E già da prua, sopra la nave, a poppa,
simili a freccie, andavano parole
con fuggevoli fremiti. La nave
era di faccia al porto di Forkyne;
e in capo ad esso si vedea l’olivo,
grande, fronzuto, e presso quello un antro:
l’antro d’affaccendate api sonoro,
quando in crateri ed anfore di pietra
filano la soave opra del miele:
e si scorgeva la sassosa strada
della città: si distinguea, tra il verde
d’acquosi ontani, la fontana bianca
e l’ara bianca, ed una eccelsa casa:
l’eccelsa casa d’Odisseo: già forse
stridea la spola fra la trama, e sotto
le stanche dita ricrescea la tela,
ampia, immortale... Oh! non udì né vide
perduto il cuore d’Odisseo nel sonno.
E su la nave, nell’entrare il porto,
il peggio vinse: sciolsero i compagni
gli otri, e la furia ne fischiò dei venti:
la vela si svoltò, si sbatté, come
peplo, cui donna abbandonò disteso
ad inasprire sopra aereo picco:
ecco, e la nave lontanò dal porto;
e un giovinetto stava già nel porto,
poggiato all’asta dalla bronzea punta:
e il giovinetto sotto il glauco olivo
stava pensoso; ed un veloce cane
correva intorno a lui scodinzolando:
e il cane dalle volte irrequïete
sostò, con gli occhi all’infinito mare;
e com’ebbe le salse orme fiutate,
ululò dietro la fuggente nave:
Argo, il suo cane: ma non già l’udiva
tuffato il cuore d’Odisseo nel sonno.
E la nave radeva ora una punta
d’Itaca scabra.

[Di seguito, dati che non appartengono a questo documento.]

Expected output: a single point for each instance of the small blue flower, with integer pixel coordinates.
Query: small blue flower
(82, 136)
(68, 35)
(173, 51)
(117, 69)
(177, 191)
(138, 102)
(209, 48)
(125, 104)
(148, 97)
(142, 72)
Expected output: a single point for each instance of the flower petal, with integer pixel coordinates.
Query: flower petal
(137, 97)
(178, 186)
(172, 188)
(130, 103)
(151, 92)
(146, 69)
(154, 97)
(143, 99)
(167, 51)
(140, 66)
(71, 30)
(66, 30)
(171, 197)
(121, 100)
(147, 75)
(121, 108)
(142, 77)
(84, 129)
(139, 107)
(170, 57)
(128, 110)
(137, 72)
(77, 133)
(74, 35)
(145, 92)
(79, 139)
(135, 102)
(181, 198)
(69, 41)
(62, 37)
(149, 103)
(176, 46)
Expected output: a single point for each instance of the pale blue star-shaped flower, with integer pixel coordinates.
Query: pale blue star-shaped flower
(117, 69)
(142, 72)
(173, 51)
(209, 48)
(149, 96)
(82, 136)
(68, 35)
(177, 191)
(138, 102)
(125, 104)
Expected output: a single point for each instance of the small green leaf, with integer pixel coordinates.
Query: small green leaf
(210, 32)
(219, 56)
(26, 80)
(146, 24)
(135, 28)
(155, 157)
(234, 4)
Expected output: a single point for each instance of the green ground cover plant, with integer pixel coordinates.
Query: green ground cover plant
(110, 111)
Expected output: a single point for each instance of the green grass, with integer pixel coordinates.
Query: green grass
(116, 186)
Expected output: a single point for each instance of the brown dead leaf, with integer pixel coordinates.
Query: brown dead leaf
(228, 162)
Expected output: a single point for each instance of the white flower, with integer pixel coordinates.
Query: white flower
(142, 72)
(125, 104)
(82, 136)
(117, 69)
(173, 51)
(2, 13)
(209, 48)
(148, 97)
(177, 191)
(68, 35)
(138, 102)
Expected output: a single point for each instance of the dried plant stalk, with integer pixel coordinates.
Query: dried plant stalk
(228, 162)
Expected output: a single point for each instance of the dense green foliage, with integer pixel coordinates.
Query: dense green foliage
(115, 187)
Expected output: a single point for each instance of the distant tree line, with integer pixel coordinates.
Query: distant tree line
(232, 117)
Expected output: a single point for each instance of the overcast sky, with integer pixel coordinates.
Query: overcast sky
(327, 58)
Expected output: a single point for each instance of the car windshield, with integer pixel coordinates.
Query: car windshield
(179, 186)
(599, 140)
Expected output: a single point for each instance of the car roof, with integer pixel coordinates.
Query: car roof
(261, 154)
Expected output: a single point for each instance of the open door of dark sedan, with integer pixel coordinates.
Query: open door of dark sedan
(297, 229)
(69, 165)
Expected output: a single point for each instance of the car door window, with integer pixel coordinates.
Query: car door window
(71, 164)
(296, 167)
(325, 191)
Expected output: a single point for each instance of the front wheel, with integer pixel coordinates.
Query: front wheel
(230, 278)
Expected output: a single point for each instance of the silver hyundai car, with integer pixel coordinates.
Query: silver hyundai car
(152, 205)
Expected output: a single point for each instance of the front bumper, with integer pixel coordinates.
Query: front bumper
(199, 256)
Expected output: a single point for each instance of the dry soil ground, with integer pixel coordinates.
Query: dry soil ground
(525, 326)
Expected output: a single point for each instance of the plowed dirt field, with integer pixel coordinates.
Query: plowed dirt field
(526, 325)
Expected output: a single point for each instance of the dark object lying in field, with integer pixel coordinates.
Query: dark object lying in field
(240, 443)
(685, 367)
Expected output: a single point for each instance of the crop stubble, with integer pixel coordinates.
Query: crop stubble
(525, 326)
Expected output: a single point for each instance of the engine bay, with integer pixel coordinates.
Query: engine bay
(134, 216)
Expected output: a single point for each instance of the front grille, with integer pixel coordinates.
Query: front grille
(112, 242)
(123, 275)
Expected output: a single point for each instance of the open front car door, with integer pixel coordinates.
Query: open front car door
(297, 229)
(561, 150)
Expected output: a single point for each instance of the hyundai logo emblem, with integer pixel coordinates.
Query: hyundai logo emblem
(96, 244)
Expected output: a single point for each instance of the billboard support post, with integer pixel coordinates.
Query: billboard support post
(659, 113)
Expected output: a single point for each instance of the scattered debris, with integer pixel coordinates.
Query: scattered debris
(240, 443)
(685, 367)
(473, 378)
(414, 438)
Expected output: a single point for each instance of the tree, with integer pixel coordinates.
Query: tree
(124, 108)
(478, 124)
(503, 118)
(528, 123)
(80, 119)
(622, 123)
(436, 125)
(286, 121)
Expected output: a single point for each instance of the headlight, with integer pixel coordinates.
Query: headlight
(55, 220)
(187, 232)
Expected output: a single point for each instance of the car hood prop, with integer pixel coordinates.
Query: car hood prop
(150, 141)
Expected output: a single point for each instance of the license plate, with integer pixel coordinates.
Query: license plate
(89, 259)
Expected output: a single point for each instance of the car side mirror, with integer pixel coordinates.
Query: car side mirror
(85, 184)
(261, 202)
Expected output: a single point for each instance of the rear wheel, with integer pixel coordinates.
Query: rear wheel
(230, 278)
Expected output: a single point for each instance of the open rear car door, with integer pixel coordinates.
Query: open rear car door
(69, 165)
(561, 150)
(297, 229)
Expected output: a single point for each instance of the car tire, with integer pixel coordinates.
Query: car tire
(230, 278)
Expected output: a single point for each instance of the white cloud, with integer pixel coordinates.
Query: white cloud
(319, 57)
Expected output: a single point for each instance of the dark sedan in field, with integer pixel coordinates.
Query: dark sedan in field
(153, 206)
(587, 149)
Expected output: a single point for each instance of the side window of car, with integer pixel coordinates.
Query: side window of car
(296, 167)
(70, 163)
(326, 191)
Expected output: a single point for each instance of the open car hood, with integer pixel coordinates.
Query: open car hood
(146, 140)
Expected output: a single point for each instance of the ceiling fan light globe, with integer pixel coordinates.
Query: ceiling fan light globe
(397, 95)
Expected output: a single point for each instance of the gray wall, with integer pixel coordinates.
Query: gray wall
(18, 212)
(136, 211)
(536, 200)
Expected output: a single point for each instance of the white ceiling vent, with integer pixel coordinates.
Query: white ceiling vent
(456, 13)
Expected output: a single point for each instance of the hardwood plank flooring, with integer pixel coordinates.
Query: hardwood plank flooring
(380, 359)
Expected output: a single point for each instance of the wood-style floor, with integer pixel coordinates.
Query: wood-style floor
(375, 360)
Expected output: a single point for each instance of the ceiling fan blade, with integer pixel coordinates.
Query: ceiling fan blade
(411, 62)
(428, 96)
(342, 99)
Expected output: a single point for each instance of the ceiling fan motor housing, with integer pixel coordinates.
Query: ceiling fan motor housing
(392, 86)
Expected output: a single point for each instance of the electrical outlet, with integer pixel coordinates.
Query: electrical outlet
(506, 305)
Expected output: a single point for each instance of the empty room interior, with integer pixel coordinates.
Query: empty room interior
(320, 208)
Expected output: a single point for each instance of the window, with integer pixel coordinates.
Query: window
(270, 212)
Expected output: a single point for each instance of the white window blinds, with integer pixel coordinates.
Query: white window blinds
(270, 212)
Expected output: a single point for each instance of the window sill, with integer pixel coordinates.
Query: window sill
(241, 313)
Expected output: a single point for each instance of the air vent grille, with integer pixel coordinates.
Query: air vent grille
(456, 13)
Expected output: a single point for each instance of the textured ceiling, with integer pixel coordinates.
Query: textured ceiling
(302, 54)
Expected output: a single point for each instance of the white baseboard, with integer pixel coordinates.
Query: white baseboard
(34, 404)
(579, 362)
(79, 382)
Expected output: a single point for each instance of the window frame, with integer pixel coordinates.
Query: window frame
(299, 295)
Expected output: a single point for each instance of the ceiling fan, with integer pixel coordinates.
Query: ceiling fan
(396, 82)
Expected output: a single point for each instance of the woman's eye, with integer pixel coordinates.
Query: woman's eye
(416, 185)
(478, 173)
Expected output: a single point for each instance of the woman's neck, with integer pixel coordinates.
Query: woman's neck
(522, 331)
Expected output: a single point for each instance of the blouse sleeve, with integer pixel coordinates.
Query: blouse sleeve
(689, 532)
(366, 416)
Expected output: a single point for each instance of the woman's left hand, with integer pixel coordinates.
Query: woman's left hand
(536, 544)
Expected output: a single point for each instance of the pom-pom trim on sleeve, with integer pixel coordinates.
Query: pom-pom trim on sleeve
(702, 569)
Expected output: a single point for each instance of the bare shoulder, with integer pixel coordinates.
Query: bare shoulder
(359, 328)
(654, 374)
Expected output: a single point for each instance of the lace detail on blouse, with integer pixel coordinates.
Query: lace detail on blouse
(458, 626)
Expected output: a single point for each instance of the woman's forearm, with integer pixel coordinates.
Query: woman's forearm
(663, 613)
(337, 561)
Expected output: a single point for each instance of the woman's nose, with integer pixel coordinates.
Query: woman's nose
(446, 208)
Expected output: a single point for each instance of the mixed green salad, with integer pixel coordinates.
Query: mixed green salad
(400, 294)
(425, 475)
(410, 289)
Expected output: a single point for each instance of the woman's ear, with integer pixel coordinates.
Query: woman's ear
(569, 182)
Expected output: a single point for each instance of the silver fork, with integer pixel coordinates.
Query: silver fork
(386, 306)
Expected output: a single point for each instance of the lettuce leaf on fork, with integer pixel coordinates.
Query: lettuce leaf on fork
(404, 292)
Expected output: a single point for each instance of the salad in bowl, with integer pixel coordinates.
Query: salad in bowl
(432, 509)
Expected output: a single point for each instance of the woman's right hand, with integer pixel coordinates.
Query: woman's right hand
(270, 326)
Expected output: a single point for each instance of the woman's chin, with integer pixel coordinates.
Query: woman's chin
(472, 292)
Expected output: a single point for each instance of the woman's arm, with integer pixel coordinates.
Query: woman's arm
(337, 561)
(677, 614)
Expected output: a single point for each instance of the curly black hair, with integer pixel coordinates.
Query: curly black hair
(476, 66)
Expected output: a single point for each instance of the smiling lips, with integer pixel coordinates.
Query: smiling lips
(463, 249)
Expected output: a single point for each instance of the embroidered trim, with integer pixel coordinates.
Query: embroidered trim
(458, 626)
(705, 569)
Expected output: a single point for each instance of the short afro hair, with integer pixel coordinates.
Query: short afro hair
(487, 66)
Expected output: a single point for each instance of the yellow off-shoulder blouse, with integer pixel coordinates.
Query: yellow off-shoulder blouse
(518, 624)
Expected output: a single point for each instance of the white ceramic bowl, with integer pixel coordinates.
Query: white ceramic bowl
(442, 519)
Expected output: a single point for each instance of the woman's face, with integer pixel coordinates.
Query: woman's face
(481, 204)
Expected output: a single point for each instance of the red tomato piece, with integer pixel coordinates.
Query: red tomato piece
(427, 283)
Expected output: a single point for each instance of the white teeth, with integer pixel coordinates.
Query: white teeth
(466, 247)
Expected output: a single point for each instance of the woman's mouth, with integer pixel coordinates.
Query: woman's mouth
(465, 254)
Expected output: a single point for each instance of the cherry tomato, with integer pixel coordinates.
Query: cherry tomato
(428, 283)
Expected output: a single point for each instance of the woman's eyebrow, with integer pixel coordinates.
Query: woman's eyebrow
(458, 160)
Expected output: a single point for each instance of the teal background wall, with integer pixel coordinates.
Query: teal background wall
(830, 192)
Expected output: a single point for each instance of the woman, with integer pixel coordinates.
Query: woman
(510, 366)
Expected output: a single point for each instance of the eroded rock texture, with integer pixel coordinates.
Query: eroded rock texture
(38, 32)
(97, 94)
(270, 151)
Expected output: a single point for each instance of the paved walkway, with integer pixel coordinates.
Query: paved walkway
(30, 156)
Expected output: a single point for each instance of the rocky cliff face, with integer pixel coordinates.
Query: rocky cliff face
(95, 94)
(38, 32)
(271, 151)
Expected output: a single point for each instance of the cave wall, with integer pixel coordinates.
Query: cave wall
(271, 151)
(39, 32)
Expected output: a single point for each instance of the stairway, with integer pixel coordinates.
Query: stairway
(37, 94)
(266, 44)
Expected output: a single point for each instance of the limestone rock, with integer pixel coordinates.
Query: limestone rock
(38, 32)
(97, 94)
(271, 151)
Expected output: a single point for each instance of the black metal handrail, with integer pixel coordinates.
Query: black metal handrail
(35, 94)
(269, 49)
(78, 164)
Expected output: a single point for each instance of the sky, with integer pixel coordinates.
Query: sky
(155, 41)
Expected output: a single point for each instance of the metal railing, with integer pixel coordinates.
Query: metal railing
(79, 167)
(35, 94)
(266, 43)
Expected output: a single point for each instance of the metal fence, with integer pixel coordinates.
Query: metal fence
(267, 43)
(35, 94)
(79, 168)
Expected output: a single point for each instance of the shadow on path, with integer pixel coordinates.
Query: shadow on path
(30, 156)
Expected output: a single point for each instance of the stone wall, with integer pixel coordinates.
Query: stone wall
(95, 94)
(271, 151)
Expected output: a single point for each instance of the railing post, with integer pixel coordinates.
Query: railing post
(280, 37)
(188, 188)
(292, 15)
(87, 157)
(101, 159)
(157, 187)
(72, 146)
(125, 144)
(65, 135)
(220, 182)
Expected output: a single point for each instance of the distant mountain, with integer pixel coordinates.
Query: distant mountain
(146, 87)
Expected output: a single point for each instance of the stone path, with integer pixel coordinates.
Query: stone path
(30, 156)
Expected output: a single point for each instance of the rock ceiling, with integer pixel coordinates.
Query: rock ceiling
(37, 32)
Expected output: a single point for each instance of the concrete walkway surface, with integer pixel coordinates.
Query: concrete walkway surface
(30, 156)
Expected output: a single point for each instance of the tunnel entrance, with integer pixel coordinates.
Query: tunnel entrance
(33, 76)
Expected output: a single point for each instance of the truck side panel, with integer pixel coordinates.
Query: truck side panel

E tra due poggi un campo
era, ben culto; il campo di Laerte;
del vecchio re; col fertile pometo;
coi peri e meli che Laerte aveva
donati al figlio tuttavia fanciullo;
ché lo seguiva per la vigna, e questo
chiedeva degli snelli alberi e quello:
tredici peri e dieci meli in fila
stavano, bianchi della lor fiorita:
all’ombra d’uno, all’ombra del più bianco,
era un vecchio, poggiato su la marra:
il vecchio, volto all’infinito mare
dove mugghiava il subito tumulto,
limando ai faticati occhi la luce,
riguardò dietro la fuggente nave:
era suo padre: ma non già lo vide
notando il cuore d’Odisseo nel sonno.
Ed i venti portarono la nave
nera più lungi. E subito aprì gli occhi
l’eroe, rapidi aprì gli occhi a vedere
sbalzar dalla sognata Itaca il fumo;
e scoprir forse il fido Eumeo nel chiuso
ben cinto, e forse il padre suo nel campo
ben culto: il padre che sopra la marra
appoggiato guardasse la sua nave;
e forse il figlio che poggiato all’asta
la sua nave guardasse: e lo seguiva,
certo, e intorno correa scodinzolando
Argo, il suo cane; e forse la sua casa,
la dolce casa ove la fida moglie
già percorreva il garrulo telaio:
guardò: ma vide non sapea che nero
fuggire per il violaceo mare,
nuvola o terra? e dileguar lontano,
emerso il cuore d’Odisseo dal sonno.